On April 7, 2025, the show relocated from the ABC Broadcast Center to Disney's new 7 Hudson Square campus; initially, the program broadcast from an atrium on the building's 10th floor while the new studio was finalized. The new studio officially premiered the following week on April 14.

==Critical reception==
The New York Daily News gave the program a positive review: "…When it comes to the amount and playfulness of morning talk, nothing beats Live." In 2001, 2011, 2012, 2015, and 2016 the show won the Daytime Emmy Award for Outstanding Talk Show Hosts and in its 24th year, after 21 nominations, it won the Daytime Emmy Award for Outstanding Talk Show. In addition, its co-hosts have received two TV Guide Award nominations for Favorite Daytime Talk Show and multiple People's Choice nominations for Favorite Talk Show Host.

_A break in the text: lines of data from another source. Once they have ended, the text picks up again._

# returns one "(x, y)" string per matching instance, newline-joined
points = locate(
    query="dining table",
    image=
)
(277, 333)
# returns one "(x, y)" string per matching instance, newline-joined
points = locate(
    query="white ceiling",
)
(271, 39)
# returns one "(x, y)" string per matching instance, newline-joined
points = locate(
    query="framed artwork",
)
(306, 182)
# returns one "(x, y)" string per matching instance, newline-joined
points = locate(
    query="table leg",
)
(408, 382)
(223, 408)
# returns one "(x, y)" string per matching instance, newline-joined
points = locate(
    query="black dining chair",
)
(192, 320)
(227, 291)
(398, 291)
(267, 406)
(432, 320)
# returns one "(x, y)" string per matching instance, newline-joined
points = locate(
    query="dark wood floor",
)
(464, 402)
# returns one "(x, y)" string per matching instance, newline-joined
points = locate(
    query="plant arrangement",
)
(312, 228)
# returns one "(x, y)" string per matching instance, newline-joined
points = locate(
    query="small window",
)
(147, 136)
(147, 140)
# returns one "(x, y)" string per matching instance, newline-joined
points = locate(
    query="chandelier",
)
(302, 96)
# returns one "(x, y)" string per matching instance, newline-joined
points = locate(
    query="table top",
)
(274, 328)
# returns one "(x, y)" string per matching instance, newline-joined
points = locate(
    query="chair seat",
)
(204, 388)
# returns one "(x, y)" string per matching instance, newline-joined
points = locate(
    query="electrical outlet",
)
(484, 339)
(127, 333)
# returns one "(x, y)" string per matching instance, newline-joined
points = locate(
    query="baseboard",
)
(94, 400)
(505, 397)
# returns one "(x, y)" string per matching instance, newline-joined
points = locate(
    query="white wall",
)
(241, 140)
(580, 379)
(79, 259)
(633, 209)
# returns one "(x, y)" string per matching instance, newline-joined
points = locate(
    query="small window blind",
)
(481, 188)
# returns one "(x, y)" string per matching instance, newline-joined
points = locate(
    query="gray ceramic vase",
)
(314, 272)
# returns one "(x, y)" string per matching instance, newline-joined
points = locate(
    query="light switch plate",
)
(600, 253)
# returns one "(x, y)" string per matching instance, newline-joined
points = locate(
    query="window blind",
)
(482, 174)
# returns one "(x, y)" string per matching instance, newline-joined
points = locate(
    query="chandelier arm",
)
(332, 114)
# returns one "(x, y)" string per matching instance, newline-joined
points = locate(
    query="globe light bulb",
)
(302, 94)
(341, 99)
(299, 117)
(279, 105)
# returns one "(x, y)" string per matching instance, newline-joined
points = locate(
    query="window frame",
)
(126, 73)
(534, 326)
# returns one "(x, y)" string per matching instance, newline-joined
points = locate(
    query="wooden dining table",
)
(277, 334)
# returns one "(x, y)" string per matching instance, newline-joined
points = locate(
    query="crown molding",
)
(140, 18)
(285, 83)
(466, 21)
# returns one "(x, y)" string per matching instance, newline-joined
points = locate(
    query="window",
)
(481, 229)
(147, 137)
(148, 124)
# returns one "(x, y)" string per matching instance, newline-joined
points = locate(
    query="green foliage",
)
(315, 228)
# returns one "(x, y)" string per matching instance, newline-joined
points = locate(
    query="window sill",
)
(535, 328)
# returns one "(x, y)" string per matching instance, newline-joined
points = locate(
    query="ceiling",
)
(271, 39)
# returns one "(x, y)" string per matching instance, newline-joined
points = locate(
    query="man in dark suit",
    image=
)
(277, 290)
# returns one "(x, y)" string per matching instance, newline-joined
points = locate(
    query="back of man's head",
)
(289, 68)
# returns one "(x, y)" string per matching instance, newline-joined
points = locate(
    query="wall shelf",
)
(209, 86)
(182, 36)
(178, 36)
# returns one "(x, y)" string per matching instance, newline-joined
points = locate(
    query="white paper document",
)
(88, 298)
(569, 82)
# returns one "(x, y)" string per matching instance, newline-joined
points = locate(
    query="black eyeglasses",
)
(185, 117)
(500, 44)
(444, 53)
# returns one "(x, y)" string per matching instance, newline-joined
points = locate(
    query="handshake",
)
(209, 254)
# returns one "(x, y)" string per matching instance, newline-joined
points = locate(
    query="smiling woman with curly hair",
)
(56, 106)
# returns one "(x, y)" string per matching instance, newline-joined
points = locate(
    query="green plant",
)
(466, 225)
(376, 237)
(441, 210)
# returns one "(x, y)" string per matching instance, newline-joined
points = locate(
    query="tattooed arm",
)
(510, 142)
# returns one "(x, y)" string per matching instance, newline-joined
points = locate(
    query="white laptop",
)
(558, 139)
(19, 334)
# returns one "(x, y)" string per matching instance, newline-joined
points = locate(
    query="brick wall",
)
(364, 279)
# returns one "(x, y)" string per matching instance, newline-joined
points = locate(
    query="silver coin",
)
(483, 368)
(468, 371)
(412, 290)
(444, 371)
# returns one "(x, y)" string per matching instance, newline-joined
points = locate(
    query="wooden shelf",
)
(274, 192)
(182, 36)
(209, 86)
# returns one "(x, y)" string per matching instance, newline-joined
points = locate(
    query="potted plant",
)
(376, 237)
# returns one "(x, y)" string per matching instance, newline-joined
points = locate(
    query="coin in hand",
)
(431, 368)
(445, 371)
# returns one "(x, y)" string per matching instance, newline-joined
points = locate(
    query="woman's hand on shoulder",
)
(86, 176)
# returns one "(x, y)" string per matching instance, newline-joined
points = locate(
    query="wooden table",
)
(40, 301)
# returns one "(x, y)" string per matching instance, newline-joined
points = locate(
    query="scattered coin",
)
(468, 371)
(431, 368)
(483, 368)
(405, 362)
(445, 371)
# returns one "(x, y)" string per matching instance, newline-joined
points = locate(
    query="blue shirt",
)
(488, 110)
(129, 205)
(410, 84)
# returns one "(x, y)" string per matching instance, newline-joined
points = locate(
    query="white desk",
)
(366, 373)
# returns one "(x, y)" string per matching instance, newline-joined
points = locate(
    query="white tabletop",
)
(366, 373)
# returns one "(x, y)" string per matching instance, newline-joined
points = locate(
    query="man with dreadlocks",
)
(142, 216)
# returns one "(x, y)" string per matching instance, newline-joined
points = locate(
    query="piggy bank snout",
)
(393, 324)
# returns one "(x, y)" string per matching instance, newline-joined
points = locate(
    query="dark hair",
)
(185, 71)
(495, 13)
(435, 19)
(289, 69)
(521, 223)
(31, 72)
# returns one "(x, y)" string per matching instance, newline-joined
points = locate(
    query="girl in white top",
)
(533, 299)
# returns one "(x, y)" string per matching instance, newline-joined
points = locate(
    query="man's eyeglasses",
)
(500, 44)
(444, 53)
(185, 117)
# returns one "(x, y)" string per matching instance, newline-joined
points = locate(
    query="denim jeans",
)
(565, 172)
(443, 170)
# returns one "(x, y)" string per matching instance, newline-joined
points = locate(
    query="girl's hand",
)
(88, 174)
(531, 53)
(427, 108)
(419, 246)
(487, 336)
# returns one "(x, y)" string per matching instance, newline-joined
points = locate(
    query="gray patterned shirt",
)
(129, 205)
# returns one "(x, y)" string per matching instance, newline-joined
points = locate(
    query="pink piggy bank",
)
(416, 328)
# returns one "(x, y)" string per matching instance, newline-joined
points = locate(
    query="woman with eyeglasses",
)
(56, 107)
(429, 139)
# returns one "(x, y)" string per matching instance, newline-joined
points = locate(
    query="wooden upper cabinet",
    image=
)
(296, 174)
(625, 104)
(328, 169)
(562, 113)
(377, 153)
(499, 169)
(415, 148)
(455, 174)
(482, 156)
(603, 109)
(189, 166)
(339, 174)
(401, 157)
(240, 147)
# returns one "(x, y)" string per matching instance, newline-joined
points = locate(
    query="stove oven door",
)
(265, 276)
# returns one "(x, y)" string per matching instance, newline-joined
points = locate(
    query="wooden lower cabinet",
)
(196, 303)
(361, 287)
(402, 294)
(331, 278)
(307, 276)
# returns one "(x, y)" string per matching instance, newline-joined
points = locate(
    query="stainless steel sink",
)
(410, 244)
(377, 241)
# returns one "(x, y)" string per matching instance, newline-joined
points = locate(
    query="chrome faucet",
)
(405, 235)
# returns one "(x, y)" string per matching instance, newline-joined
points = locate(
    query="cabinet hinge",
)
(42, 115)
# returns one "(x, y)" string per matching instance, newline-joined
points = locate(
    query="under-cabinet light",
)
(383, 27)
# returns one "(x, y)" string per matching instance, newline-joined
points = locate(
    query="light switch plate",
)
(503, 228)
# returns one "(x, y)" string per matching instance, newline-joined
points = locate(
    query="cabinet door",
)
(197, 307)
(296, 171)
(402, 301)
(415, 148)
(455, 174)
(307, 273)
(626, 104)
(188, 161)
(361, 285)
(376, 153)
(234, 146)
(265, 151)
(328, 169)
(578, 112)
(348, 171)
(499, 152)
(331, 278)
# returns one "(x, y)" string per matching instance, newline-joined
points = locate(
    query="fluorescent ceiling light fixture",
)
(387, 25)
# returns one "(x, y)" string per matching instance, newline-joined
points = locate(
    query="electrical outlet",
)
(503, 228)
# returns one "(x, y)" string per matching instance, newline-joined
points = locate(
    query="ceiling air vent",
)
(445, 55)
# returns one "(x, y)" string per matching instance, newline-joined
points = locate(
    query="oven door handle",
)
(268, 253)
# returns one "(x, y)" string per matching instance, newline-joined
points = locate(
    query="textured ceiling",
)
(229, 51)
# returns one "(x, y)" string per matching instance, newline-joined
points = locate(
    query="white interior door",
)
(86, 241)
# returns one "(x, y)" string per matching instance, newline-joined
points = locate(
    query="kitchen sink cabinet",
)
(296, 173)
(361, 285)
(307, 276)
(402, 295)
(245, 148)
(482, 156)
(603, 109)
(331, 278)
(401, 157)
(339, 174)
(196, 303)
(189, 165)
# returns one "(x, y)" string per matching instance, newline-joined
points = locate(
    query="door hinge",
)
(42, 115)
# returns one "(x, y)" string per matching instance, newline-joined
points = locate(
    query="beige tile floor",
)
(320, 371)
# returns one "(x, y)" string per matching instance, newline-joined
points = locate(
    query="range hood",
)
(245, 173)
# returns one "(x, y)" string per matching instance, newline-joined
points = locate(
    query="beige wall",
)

According to daytime television ratings, viewership averages 5 million per episode, ranking #1 in all big markets, such as New York City, Pittsburgh, Los Angeles, Chicago, Philadelphia, Dallas, San Francisco, and Miami. Dominating its time periods, Live is the top-rated morning show and regularly the #1 syndicated talk show. The show also streams on a day delay through Hulu, retaining two months of archives at a time.